(photo credit: JPOST STAFF)
NATO launches a new multinational force in Romania on Monday in its latest step to counter Russia along its eastern flank and to check a growing Russian presence in the Black Sea following the Kremlin's 2014 seizure of Crimea.
Initially a small force relying on troops from 10 NATO countries including Italy and Canada, as well as host Romania, the land, air and sea deployments are expected to compliment some 900 US troops already and separately in place throughout the country.
"Our purpose is peace, not war," Romania's President Klaus Iohannis told a session of the NATO Parliamentary Assembly in Bucharest. "We are not a threat for Russia, but we need an allied strategy in the long term, we need dialogue from a strong position of defence and discouragement," he said.
Russia accuses NATO of trying to encircle the country and threatening stability in eastern Europe, which NATO denies.
Around the Black Sea, Romania, Bulgaria and Turkey are NATO members while Georgia and Ukraine aspire to join.
Details of the new force size were unclear. NATO officials said the land component of the force involves a brigade-size multinational NATO force, typically some 3,000 to 4,000 troops, but the contribution of non-Romanian troops is modest.
In additional to existing NATO Black Sea naval patrols, a maritime presence will include more allied visits to Romanian and Bulgarian ports, enhanced training and exercises of a limited scale.
NATO air forces will also be limited at first, but Britain is deploying fighter planes to Romania, and Canada is already patrolling Romanian air space along with national pilots.
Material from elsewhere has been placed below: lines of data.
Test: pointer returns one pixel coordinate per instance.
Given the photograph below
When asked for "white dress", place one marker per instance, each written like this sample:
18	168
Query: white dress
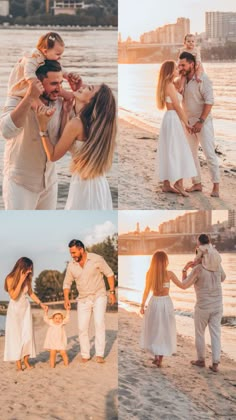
19	337
158	334
56	336
174	157
88	194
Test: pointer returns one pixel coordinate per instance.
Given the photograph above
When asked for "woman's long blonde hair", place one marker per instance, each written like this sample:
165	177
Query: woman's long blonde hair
166	76
23	264
98	117
157	273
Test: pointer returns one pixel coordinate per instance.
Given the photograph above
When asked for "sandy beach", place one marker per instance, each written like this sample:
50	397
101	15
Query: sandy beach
177	391
138	186
79	391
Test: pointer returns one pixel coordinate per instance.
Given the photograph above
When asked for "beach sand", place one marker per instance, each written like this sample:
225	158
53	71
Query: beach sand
139	188
79	391
177	391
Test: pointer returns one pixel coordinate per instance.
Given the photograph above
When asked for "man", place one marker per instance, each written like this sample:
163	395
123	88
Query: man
208	310
87	270
197	103
30	181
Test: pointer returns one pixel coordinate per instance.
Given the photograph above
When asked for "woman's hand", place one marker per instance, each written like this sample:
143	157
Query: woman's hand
44	114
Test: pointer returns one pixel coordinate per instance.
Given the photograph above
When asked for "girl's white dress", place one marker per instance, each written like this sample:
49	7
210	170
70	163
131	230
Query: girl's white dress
19	337
56	335
158	328
174	157
88	194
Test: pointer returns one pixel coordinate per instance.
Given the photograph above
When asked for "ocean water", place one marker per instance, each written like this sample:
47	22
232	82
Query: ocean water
92	53
137	101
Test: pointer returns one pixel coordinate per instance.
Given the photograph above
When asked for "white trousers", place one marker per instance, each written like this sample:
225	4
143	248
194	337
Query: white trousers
207	142
85	308
212	318
16	197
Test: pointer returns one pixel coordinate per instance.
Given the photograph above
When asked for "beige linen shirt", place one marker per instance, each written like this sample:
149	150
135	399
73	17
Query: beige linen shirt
196	95
89	278
207	286
25	161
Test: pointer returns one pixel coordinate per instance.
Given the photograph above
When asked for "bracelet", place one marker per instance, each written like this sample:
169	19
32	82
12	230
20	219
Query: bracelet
44	133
Italy is patrolling Bulgarian air space.
As in the Baltics and Poland, NATO says relatively light multinational model recalls allied support for West Berlin in the 1950s, when British, French and U.S. forces ensured the Soviet Union could not control all Berlin.
That drives home the commitment enshrined in NATO's founding treaty that an attack on one ally is an attack on all, meaning all 28 NATO nations would be required to respond in the case of any potential Russian aggression.